Publicado em 6 de janeiro de 2012 às 16h56.

São Paulo - É conhecida uma frase do diretor francês Jean-Luc Godard segundo a qual o melhor documentário é o que parece ficção e a melhor ficção é a que parece documentário.

Uma ideia semelhante norteia O Céu sobre os Ombros, o híbrido longa-metragem de estreia do mineiro Sérgio Borges, premiado com cinco Candangos no Festival de Brasília do ano passado, inclusive os de melhor filme e direção.

Acompanham-se ali cenas da vida cotidiana de três personagens anônimos que só têm em comum o fato de morarem na mesma cidade, Belo Horizonte.

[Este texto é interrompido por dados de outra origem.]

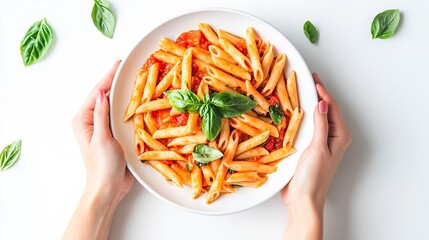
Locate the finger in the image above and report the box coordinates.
[312,100,329,147]
[93,90,112,138]
[82,60,121,111]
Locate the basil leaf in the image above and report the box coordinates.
[20,18,53,67]
[165,90,203,113]
[91,0,116,38]
[303,21,319,43]
[210,92,258,118]
[0,139,21,171]
[269,103,284,125]
[371,9,401,39]
[200,104,222,141]
[192,144,223,164]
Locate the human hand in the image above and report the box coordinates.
[73,61,134,204]
[281,73,352,239]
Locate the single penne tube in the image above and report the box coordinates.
[283,108,304,148]
[139,151,186,161]
[192,59,208,73]
[136,128,168,151]
[275,74,293,117]
[181,48,192,90]
[286,70,299,109]
[235,130,270,155]
[197,81,210,100]
[253,105,268,116]
[206,65,246,91]
[158,38,186,57]
[259,147,296,163]
[237,114,279,137]
[217,29,246,48]
[147,161,183,188]
[133,113,144,155]
[201,165,216,186]
[234,147,269,160]
[261,53,287,97]
[206,130,240,204]
[191,47,213,64]
[246,27,264,83]
[227,161,277,174]
[123,69,147,122]
[170,162,191,187]
[255,43,274,88]
[170,108,182,116]
[144,112,158,135]
[186,113,200,133]
[198,23,219,46]
[153,126,188,139]
[191,161,203,199]
[212,56,252,80]
[225,172,260,184]
[171,68,182,89]
[167,134,208,147]
[136,98,172,113]
[229,118,261,137]
[203,76,236,93]
[245,80,270,112]
[217,118,230,152]
[219,38,252,72]
[209,45,236,64]
[229,177,268,188]
[141,62,159,103]
[153,60,181,98]
[177,144,197,154]
[153,50,180,65]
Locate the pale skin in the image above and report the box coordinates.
[281,73,352,240]
[62,61,351,240]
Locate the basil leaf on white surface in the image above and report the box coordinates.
[371,9,401,39]
[91,0,116,38]
[303,21,319,44]
[0,139,22,171]
[192,144,223,164]
[20,18,53,67]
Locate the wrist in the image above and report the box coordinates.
[285,198,323,239]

Descrever o que o filme nos dá a ver de cada um deles é apontar desde logo para um de seus maiores méritos: o de solapar os estereótipos, os preconceitos, as aparências enganosas.

Um dos personagens é um rapaz que trabalha numa pastelaria e numa empresa de telemarketing, é hare krishna praticante e membro da torcida organizada Galoucura, do Atlético Mineiro. Outro é um aspirante a escritor, desencantado e marginal, que tem uma relação espinhosa com o filho excepcional.

Por fim, há um travesti que de noite faz programas na rua (“R$ 10 oral; R$ 30 completo”) e de dia dá aulas sobre autores como Michel Foucault e Judith Butler a uma turma de universitários.


Câmeras de vigilância

Essas histórias são vividas pelos personagens reais, que encenam a si próprios (respectivamente Murari Krishna, Lwei Bakongo e Everlyn Barbin, ganhadores do prêmio especial do júri em Brasília) e apresentadas de forma fragmentada.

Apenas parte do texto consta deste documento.